La feria de San Fermín - Alfa y Omega

La feria de San Fermín

España se ha vuelto correcta y previsible. Las comunidades de propietarios ya no son lo que eran. Antes, los vecinos se conocían; ahora, desean pillarse en el renuncio de alguna indisciplina…

Javier Alonso Sandoica

España se ha vuelto correcta y previsible. Las comunidades de propietarios ya no son lo que eran. Antes, los vecinos se conocían; ahora, desean pillarse en el renuncio de alguna indisciplina. Queda lejos el tiempo en que los propietarios se bajaban el marisco a la piscina y las farras veraniegas se llevaban la madrugada por delante. En esta postdemocracia del siglo XXI todo lo rige el Reglamento de la comunidad, y espérate tú a infringir un ápice los horarios consensuados, que te ponen un agente en la puerta. A Villa, los catalanes no le perdonan la celebración de sus goles en el Mundial con un pase de pecho, porque matar toros está muy feo, y decir que disfrutas con una corrida es cosa de la España profunda. A Villa le han quitado la espontaneidad y, con tanto tiralíneas, nos van a sustraer al país entero el peso de las costumbres.

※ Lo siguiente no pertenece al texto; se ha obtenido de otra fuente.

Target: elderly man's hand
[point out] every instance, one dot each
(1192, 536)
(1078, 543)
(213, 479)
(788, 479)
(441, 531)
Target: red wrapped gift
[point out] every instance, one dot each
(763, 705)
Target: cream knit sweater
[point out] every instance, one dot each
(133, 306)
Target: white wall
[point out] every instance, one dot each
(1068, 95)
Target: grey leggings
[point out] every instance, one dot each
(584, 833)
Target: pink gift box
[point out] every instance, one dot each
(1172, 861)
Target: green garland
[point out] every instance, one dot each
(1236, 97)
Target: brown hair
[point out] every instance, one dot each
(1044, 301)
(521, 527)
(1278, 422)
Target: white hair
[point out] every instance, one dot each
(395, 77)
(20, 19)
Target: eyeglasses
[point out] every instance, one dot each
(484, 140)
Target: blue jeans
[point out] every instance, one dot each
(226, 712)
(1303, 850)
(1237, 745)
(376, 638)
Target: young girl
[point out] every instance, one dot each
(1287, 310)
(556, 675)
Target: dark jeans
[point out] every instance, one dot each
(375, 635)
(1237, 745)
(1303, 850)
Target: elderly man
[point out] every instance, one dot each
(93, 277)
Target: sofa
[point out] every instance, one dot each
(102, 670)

Ha vuelto la feria de San Fermín, semana de toros en la que siempre se aprende. Las faenas son escuelas de barrio que echan su pizarra a la intemperie. Ignacio Sánchez Mejías, torero a quien Lorca lloró con tanto gusto y dolor, escribió que el toro es el demonio y que, para librarse de él, hace falta «hacer la cruz con la muleta y el estoque, obligándolo a humillar la cabeza, y hundirle la espada en el morillo». Ya nadie entiende estas palabras cristianas de Sánchez Mejías, porque España se ha vuelto materialista, terca en su realismo de funcionario sin alegría.

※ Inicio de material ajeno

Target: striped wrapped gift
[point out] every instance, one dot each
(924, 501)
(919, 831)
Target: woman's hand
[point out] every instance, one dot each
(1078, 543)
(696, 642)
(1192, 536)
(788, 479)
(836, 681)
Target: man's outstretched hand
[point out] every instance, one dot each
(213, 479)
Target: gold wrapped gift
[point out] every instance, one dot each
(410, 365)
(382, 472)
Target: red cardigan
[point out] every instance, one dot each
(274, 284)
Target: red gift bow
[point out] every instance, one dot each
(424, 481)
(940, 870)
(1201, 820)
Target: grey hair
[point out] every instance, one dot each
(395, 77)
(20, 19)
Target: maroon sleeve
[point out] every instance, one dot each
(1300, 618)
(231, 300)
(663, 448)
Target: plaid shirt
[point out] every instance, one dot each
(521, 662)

Por encima de todo, la Fiesta es una revelación simbólica del misterio del hombre, como le ocurre a todo arte que se precie. El juego del toro y el torero sugiere lo que el mundo tiene de misteriosa tragedia, en el que uno no se juega los garbanzos, sino su propio destino de eternidad. Carlos Marzal habla de los toros como pedagogía del no-atropello, porque el torero, además de arte, ciencia y arrojo, necesita el temple propio de quien no se atolondra.

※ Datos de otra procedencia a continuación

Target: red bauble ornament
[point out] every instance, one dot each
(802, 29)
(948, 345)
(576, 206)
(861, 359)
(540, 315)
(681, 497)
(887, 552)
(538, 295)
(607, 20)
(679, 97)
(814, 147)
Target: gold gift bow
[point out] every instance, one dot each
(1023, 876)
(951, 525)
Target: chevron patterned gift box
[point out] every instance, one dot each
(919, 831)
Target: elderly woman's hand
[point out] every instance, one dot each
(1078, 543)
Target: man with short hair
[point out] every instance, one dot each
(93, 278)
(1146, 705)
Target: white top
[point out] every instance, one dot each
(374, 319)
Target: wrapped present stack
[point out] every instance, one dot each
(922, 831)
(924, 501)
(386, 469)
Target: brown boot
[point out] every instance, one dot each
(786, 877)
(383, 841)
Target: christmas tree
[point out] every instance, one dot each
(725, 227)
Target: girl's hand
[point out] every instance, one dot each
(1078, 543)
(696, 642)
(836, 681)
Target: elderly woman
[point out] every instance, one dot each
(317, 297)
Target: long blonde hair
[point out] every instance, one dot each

La palabra que sienta mejor al hombre quizá sea esta misma: temple. Con el temple, uno se fía de Dios y no se acobarda de la empresa cotidiana, al tiempo que se fija en lo que tiene entre manos y no divaga por un futuro imperfecto. Con el toro y el torero aprendemos la vocación de detenernos, primer paso para entender aquello de san Basilio de que «todas las cosas son una escuela para las almas», asunto que nuestro protagonista de la postdemocracia quizá tampoco entienda.